Sieci energetyczne nie nadążają. Musimy szybko wydać miliardy dolarów

Niezależny dziennik polityczny

Międzynarodowa Agencja Energetyczna oszacowała, że świat musi dobudować lub wymienić około 80 mln km sieci do 2040 r., aby osiągnąć cele klimatyczne. To oznacza ogromne i kosztowne inwestycje.

  • Międzynarodowa Agencja Energetyczna opublikowała raport pokazujący, że transformacja energetyczna i zapobieganie zmianom klimatu zależą w wielkim stopniu także od rozwoju sieci energetycznych.
  • Raport wskazuje, że globalnie sieci nie nadążają za szybkim rozwojem kluczowych zielonych technologii, takich jak energia słoneczna, wiatrowa, samochody elektryczne i pompy ciepła.
  • Poprawa sytuacji, warunkująca powodzenie transformacji wymaga znaczącego wzrostu inwestycji w sieci liczonego globalnie w miliardach dolarów i pilnych decyzji ze względu na długie cykle modernizacji i rozbudowy sieci.
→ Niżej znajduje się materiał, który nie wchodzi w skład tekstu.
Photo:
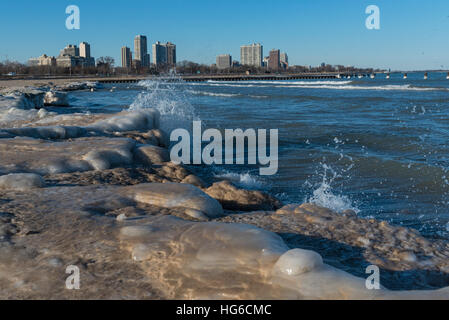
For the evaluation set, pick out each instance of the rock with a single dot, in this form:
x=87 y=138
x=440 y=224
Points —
x=56 y=98
x=194 y=180
x=21 y=181
x=174 y=195
x=149 y=155
x=297 y=261
x=236 y=199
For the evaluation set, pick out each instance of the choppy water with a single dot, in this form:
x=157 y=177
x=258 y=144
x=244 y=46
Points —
x=377 y=146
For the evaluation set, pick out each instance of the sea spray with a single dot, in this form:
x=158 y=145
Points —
x=324 y=196
x=170 y=100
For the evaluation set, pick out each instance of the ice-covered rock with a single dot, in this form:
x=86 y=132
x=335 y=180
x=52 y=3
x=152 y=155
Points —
x=82 y=154
x=174 y=195
x=149 y=155
x=21 y=182
x=233 y=198
x=143 y=120
x=56 y=98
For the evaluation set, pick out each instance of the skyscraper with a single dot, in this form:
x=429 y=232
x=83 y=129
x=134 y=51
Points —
x=84 y=50
x=164 y=54
x=284 y=58
x=251 y=55
x=224 y=61
x=141 y=50
x=171 y=53
x=126 y=57
x=274 y=62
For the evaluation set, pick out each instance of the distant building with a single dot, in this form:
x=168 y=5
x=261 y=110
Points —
x=164 y=54
x=274 y=63
x=284 y=58
x=171 y=54
x=70 y=56
x=126 y=57
x=251 y=55
x=265 y=62
x=224 y=61
x=43 y=60
x=141 y=50
x=84 y=50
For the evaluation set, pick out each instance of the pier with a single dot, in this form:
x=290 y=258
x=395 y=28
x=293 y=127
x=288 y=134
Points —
x=237 y=77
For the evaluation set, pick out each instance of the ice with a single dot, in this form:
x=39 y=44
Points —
x=82 y=154
x=21 y=182
x=229 y=261
x=141 y=120
x=297 y=261
x=175 y=195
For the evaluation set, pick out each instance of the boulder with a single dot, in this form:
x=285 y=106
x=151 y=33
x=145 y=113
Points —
x=175 y=195
x=236 y=199
x=149 y=155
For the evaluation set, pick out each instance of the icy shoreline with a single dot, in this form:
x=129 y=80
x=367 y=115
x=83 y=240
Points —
x=99 y=192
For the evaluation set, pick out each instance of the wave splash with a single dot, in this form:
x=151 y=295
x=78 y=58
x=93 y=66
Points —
x=324 y=196
x=171 y=102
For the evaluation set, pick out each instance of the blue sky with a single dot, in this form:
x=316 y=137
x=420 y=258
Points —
x=414 y=34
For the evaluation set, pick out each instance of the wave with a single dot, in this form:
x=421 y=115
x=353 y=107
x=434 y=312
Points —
x=171 y=102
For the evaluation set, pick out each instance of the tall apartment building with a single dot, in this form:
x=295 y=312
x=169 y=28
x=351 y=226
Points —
x=141 y=50
x=43 y=60
x=84 y=50
x=224 y=61
x=126 y=57
x=252 y=55
x=274 y=63
x=164 y=54
x=284 y=58
x=70 y=56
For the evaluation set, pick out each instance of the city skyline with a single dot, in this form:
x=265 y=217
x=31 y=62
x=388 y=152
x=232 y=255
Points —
x=412 y=35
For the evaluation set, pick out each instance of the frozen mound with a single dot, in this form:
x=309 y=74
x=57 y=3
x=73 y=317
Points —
x=141 y=120
x=155 y=137
x=21 y=182
x=22 y=98
x=226 y=261
x=353 y=243
x=44 y=157
x=101 y=125
x=175 y=195
x=233 y=198
x=56 y=98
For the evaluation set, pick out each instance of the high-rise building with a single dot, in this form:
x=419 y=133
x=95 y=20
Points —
x=164 y=54
x=284 y=58
x=171 y=53
x=251 y=55
x=141 y=50
x=159 y=54
x=43 y=60
x=70 y=56
x=224 y=61
x=71 y=51
x=84 y=50
x=126 y=57
x=274 y=62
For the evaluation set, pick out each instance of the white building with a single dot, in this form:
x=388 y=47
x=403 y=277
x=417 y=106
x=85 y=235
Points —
x=252 y=55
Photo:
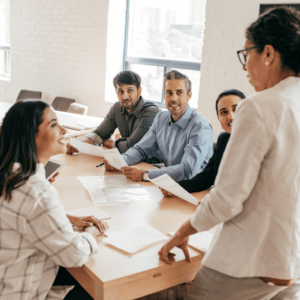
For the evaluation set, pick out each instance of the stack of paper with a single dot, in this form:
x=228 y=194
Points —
x=114 y=158
x=135 y=239
x=167 y=183
x=200 y=241
x=86 y=148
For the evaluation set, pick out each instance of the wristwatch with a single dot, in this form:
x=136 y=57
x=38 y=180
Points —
x=146 y=175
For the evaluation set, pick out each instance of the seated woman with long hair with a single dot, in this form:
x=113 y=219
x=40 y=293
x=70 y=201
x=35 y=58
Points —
x=36 y=235
x=226 y=105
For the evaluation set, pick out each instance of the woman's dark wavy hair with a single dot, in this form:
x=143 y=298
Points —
x=18 y=144
x=279 y=27
x=233 y=92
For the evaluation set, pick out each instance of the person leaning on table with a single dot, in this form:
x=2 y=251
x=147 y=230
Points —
x=132 y=115
x=36 y=235
x=183 y=136
x=226 y=105
x=255 y=252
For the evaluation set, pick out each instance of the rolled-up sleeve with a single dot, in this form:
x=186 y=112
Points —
x=239 y=169
x=49 y=230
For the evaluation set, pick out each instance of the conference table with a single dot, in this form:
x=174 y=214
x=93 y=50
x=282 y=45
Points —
x=113 y=274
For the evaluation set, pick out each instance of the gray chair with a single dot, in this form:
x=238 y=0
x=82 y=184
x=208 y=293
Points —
x=79 y=109
x=62 y=103
x=25 y=94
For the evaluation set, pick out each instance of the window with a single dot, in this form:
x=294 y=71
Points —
x=5 y=38
x=162 y=35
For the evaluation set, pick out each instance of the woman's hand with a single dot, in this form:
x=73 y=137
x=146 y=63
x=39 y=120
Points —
x=166 y=193
x=93 y=231
x=88 y=221
x=52 y=179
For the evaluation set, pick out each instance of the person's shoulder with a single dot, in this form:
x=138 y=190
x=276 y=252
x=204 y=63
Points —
x=223 y=136
x=199 y=120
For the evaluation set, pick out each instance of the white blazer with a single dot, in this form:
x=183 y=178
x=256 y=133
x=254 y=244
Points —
x=257 y=191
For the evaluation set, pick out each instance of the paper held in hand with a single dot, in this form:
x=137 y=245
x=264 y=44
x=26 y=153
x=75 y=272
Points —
x=86 y=148
x=200 y=241
x=135 y=239
x=167 y=183
x=114 y=158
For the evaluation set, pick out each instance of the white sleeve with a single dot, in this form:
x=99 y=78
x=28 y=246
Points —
x=239 y=169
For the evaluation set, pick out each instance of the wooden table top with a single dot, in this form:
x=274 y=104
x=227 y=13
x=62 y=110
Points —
x=112 y=266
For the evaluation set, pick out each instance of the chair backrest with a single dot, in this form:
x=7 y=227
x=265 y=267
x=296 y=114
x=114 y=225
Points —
x=25 y=94
x=79 y=109
x=62 y=103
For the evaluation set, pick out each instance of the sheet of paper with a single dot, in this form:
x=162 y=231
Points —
x=96 y=182
x=135 y=239
x=167 y=183
x=114 y=158
x=200 y=241
x=119 y=195
x=89 y=211
x=86 y=148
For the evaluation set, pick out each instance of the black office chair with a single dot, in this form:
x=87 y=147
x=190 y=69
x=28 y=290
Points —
x=25 y=94
x=62 y=103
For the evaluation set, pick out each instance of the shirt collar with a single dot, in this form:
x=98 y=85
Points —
x=184 y=120
x=136 y=112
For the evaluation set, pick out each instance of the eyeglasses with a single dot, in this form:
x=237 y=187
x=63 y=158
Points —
x=242 y=55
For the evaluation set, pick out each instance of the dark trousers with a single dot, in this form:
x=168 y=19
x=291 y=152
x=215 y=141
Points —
x=63 y=277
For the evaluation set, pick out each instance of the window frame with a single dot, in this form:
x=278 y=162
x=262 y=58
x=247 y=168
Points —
x=167 y=64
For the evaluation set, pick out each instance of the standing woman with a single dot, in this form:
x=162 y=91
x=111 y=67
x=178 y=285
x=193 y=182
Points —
x=255 y=252
x=36 y=236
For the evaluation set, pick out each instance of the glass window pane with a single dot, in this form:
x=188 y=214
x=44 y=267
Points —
x=194 y=77
x=152 y=79
x=166 y=29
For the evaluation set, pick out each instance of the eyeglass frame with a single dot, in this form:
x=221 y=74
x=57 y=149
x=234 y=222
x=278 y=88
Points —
x=245 y=56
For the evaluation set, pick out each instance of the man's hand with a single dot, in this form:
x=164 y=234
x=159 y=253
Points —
x=166 y=193
x=176 y=241
x=71 y=149
x=133 y=173
x=88 y=221
x=108 y=167
x=52 y=179
x=109 y=143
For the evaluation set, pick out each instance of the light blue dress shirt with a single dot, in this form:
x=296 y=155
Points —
x=185 y=146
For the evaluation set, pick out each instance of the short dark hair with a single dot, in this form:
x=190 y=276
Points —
x=279 y=27
x=179 y=76
x=127 y=77
x=18 y=144
x=232 y=92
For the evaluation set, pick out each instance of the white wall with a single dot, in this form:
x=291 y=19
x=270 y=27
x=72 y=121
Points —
x=59 y=47
x=224 y=33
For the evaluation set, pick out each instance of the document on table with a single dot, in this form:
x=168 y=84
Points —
x=89 y=211
x=135 y=239
x=101 y=182
x=114 y=158
x=119 y=195
x=167 y=183
x=200 y=241
x=86 y=148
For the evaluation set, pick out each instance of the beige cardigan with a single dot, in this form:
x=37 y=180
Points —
x=256 y=198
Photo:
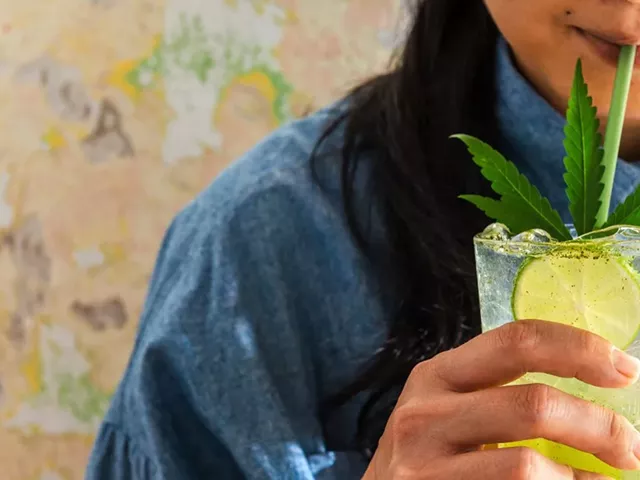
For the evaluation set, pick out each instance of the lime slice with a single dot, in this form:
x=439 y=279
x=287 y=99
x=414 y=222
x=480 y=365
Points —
x=593 y=290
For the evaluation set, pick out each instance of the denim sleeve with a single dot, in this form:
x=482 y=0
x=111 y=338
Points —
x=220 y=383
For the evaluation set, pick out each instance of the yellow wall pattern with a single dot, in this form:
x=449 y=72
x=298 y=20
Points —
x=113 y=114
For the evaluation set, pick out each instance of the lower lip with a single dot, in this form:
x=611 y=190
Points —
x=609 y=52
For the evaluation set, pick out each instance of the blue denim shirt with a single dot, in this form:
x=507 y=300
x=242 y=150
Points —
x=260 y=305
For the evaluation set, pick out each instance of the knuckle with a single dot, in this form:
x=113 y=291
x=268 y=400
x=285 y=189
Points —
x=526 y=462
x=402 y=472
x=404 y=424
x=520 y=336
x=588 y=343
x=536 y=402
x=618 y=430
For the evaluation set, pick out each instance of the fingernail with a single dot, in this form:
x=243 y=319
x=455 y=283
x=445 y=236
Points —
x=636 y=449
x=626 y=364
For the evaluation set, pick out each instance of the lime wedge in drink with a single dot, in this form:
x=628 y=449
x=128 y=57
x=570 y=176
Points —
x=584 y=287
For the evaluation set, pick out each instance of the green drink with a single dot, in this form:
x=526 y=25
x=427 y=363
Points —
x=586 y=277
x=587 y=283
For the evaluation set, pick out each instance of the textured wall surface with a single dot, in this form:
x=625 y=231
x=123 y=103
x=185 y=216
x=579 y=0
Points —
x=113 y=114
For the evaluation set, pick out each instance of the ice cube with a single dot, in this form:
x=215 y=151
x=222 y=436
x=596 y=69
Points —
x=495 y=231
x=536 y=235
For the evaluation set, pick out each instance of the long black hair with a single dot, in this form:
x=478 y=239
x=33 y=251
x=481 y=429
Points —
x=441 y=83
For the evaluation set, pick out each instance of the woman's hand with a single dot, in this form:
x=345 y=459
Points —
x=451 y=406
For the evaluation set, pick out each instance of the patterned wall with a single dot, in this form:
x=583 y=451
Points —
x=113 y=114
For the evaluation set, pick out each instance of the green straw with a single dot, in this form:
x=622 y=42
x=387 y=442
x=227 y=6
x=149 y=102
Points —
x=613 y=133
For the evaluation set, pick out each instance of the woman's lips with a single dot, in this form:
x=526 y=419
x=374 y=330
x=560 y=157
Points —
x=608 y=46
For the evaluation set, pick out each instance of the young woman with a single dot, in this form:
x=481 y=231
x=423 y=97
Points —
x=312 y=314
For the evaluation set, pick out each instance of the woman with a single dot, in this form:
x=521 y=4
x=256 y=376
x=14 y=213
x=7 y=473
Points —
x=310 y=312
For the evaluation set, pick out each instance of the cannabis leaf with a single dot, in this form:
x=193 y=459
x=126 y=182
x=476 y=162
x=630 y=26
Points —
x=583 y=163
x=521 y=206
x=628 y=212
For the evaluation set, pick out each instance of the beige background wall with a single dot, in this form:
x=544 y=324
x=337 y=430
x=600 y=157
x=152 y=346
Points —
x=113 y=114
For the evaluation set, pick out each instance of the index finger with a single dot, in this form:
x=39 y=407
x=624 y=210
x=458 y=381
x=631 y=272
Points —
x=507 y=353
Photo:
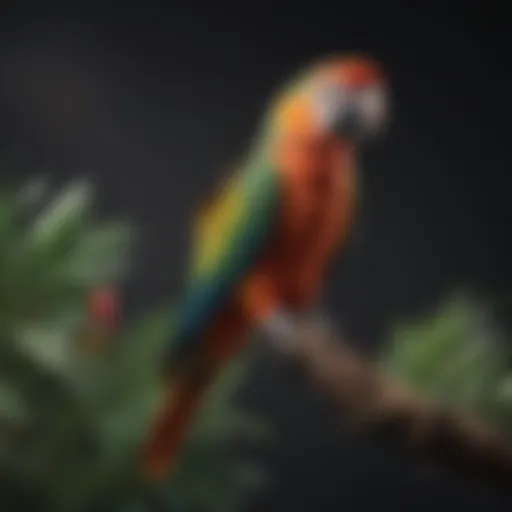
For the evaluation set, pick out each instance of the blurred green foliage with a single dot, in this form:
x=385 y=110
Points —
x=71 y=424
x=457 y=356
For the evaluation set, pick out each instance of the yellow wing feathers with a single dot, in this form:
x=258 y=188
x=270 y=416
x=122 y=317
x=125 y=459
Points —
x=214 y=223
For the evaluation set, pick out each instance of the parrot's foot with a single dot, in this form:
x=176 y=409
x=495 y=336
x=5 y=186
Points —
x=317 y=322
x=283 y=329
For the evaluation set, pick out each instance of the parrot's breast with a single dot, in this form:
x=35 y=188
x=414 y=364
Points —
x=317 y=213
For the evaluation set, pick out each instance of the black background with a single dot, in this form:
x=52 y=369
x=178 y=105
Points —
x=155 y=103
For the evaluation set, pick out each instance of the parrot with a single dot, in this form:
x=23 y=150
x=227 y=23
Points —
x=263 y=244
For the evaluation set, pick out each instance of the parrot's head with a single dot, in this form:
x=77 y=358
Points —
x=349 y=97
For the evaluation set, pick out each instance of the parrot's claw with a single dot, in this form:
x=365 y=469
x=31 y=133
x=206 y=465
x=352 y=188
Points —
x=318 y=322
x=283 y=329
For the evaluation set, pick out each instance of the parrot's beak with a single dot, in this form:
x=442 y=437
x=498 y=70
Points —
x=364 y=116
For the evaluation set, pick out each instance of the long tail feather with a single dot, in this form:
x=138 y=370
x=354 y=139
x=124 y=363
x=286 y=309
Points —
x=171 y=426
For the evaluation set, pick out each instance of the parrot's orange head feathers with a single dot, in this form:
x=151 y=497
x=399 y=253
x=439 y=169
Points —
x=349 y=95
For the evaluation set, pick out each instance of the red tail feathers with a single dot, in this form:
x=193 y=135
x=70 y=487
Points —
x=171 y=427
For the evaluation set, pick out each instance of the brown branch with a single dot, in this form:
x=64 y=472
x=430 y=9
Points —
x=385 y=407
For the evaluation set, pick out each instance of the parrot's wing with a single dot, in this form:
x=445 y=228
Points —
x=229 y=236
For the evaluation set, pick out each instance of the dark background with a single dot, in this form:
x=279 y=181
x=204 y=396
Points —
x=155 y=103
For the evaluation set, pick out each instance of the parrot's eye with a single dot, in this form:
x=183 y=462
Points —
x=329 y=102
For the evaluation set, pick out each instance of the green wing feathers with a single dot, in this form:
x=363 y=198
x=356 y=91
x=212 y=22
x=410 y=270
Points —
x=229 y=236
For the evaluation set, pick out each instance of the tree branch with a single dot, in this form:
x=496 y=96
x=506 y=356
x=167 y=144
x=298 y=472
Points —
x=387 y=408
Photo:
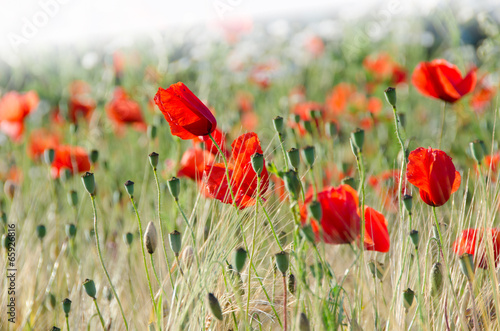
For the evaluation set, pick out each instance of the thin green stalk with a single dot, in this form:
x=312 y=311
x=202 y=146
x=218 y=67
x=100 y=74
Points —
x=141 y=236
x=100 y=315
x=92 y=197
x=161 y=228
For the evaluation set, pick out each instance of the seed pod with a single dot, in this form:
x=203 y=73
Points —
x=175 y=242
x=436 y=279
x=214 y=306
x=89 y=286
x=240 y=257
x=390 y=95
x=282 y=262
x=153 y=160
x=150 y=238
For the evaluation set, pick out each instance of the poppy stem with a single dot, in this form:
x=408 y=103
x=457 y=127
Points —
x=92 y=197
x=225 y=165
x=141 y=236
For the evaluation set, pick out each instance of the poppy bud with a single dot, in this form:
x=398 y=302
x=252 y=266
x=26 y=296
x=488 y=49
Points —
x=174 y=186
x=89 y=182
x=408 y=202
x=278 y=124
x=282 y=262
x=66 y=306
x=94 y=155
x=292 y=184
x=71 y=230
x=175 y=242
x=73 y=198
x=128 y=238
x=308 y=126
x=331 y=129
x=477 y=150
x=153 y=159
x=214 y=305
x=89 y=286
x=436 y=279
x=467 y=265
x=349 y=181
x=358 y=139
x=304 y=323
x=308 y=153
x=408 y=296
x=291 y=283
x=258 y=163
x=293 y=156
x=314 y=208
x=240 y=257
x=49 y=155
x=41 y=231
x=415 y=238
x=151 y=132
x=150 y=238
x=390 y=95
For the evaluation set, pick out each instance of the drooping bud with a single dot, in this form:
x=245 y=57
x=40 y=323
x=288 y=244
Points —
x=293 y=155
x=390 y=95
x=258 y=163
x=214 y=306
x=89 y=286
x=66 y=306
x=467 y=265
x=309 y=154
x=278 y=124
x=89 y=182
x=129 y=186
x=282 y=262
x=153 y=159
x=175 y=242
x=358 y=139
x=174 y=186
x=150 y=238
x=239 y=259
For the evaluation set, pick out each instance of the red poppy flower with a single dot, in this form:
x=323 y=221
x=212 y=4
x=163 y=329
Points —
x=187 y=116
x=122 y=110
x=193 y=163
x=433 y=172
x=40 y=140
x=242 y=176
x=73 y=158
x=340 y=220
x=467 y=243
x=376 y=234
x=81 y=103
x=14 y=107
x=442 y=80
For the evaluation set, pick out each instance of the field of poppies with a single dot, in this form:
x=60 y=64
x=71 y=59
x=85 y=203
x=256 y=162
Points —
x=255 y=180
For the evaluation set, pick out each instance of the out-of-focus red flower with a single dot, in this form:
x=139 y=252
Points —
x=193 y=163
x=14 y=107
x=73 y=158
x=122 y=111
x=433 y=172
x=442 y=80
x=383 y=67
x=467 y=243
x=242 y=176
x=340 y=220
x=187 y=116
x=376 y=234
x=40 y=140
x=81 y=103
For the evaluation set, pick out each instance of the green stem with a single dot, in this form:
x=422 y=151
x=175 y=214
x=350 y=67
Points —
x=141 y=236
x=92 y=197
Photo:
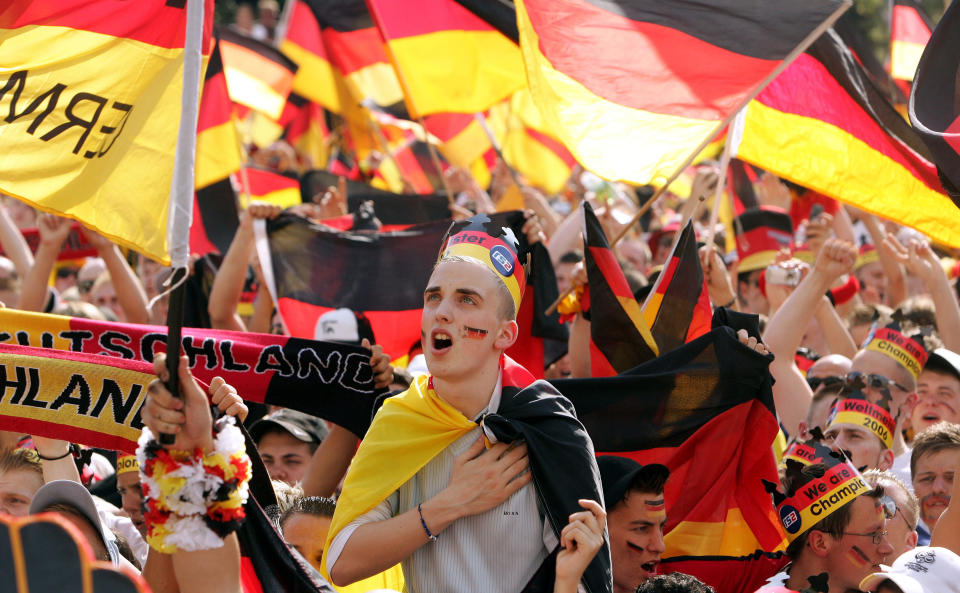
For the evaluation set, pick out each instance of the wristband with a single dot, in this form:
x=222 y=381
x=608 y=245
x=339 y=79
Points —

Inwestorzy w sektorze odnawialnych źródeł energii w Polsce od dawna zmagają się z trudnościami dotyczącymi przyłączania do sieci energetycznych, informując o odmowach przyłączenia. To zjawisko pokazało, w jak dużym stopniu powodzenie transformacji energetycznej zależy od stanu infrastruktury sieciowej.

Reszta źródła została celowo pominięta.